So, here's my general understanding of how BP works, and please tell me if any part is incorrect:

When a branch is encountered, the CPU attempts to guess whether it will be taken.

This guess is based on which predictor is used, and predictors base their guess on one or more of the following:

  • The previous times that this branch has/has not been taken (local dynamic)
  • The previous branches-taken (global dynamic)
  • Naive assumption (static prediction)

Also, from what I understand, prediction is based on the instructions themselves, and not any instance data.

As an example of what i mean, please consider the following vector append snippet:

fn append<T>(&mut self, element: T) {
    if self.length == self.capacity {
        self.double_capacity()
    }
    self[self.length] = element
    self.length += 1
}

Whether the if will be taken is guessed based on what happens on any global invocation, rather than the branch history for a given vector instance.

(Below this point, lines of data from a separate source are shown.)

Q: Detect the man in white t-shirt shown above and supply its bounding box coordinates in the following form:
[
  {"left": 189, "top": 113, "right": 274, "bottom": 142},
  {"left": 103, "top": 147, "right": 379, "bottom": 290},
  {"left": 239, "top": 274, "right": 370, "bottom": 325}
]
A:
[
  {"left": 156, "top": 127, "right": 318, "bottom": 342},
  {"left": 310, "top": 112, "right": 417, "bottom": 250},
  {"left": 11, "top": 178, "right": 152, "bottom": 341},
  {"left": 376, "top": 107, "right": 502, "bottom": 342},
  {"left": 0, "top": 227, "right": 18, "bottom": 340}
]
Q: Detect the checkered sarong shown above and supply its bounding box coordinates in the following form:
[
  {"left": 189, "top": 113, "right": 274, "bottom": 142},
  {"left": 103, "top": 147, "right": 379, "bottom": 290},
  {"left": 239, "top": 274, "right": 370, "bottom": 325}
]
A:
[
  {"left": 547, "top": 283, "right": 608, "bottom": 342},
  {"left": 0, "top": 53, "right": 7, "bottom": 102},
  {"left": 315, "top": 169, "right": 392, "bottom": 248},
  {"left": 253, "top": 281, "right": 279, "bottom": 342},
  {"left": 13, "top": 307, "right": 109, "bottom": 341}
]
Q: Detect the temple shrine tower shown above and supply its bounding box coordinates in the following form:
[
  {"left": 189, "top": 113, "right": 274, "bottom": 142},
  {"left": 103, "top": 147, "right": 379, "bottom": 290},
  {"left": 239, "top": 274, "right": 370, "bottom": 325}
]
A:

There's also the question of monomorphization, which, to my understanding, would produce multiple compiled versions of this function, effectively permitting a branch predictor for each generic type that is used

Here's my main question regarding BP:

It seems like in this snippet, a static branch predictor would be optimal, since the lowest accuracy would be 1 - 1/(default_vec_size) (about 94% for a default capacity of 16), and only get more accurate as the vectors became larger.

But how does the CPU pick whether to use a static, local dynamic, or global dynamic predictor here?

Is it just based on runtime analysis, or are there some intrinsics introduced by the programmer/compiler to hint at what should be used?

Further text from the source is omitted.